Subject: [MPD-5D] Mayor Fenty’s has ordered the razing of the Property at 1811 3rd St NE — Wednesday, May 6th 9:00AM

Good Morning All, Last Thursday, April 23rd, Mayor Fenty conducted a Walk-Thru in the Eckington community. Comm Wright had great concerns about a once beautiful, but very dangerous Victorian house. Mayor Fenty stated ‘this is by far the worst property he had seen’.  He told DCRA to have it razed immediately. Upon inspection, Chief Groomes determined this property was inhabited by squatters.Thank you Comm. Wright, and Michael Clark, for your determination.  This property will be razed today. Thank you DCRA and DHCE for the tough job of tearing it down!

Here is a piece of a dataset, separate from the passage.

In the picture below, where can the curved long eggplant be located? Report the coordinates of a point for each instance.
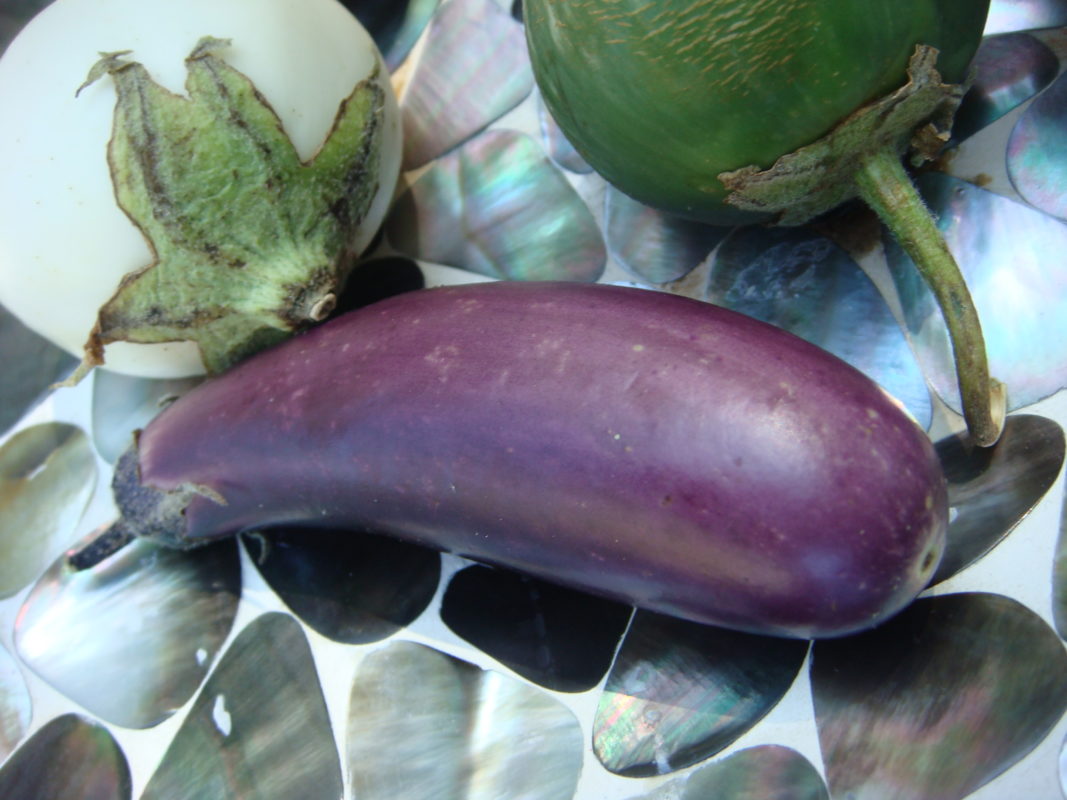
(634, 444)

Best, Alice [Thompson, Ward 5 outreach coordinator for the Mayor]

What?

So, the mayor just gets to point and say “Tear it down!” and his wish will be fulfilled? I’m sure there is a larger explanation for this e-mail; But at first glance, it is very odd.

Eckingtonians, speak up! Does anyone know what’s going on here? I thought—-just a wild guess—-that building inspectors or structural engineers determined whether homes should be demolished? This note makes it seem that the mayor made the final call. I just left a message for Alice Thompson, asking her to call me back and explain this situation.

But already there is one local resident sounding the alarm about this tear-down:

Dear all – I’m an active historic preservationist in the Eckington neighborhood and am VERY dissapointed in the way this city handles distressed properties like this one. This raze could have been avoided if the negligent property owners, in this case a now defunct developer based in Maryland, was taken to task by DCRA for demolition by neglect. This, the Granville Lewis home, is one of many cases, including the demolition of the Jesse Baltimore house in Palasades where DCRA and the city council have fallen down completely on preserving our rich architectural heritage SHAME, SHAME, SHAME! I expect more from my government than this. I wouldn’t proudly tear down what could have been restored. Now it’ll be a hole in the ground serving no purpose for years and years. If you want to remove squatters and blight – turn up the heat on the negligent property owners or use imminent domain and transfer the properties to developers who see the potential for such structures. Too bad there are more and more instances like this one. I’m an active voter and will keep this incident in mind when selecting future leaders of this city. Can’t we be more creative in providing solutions besides tearing things down? Best regards, Steve Rynecki [who I quoted in this Eckington article by the way.]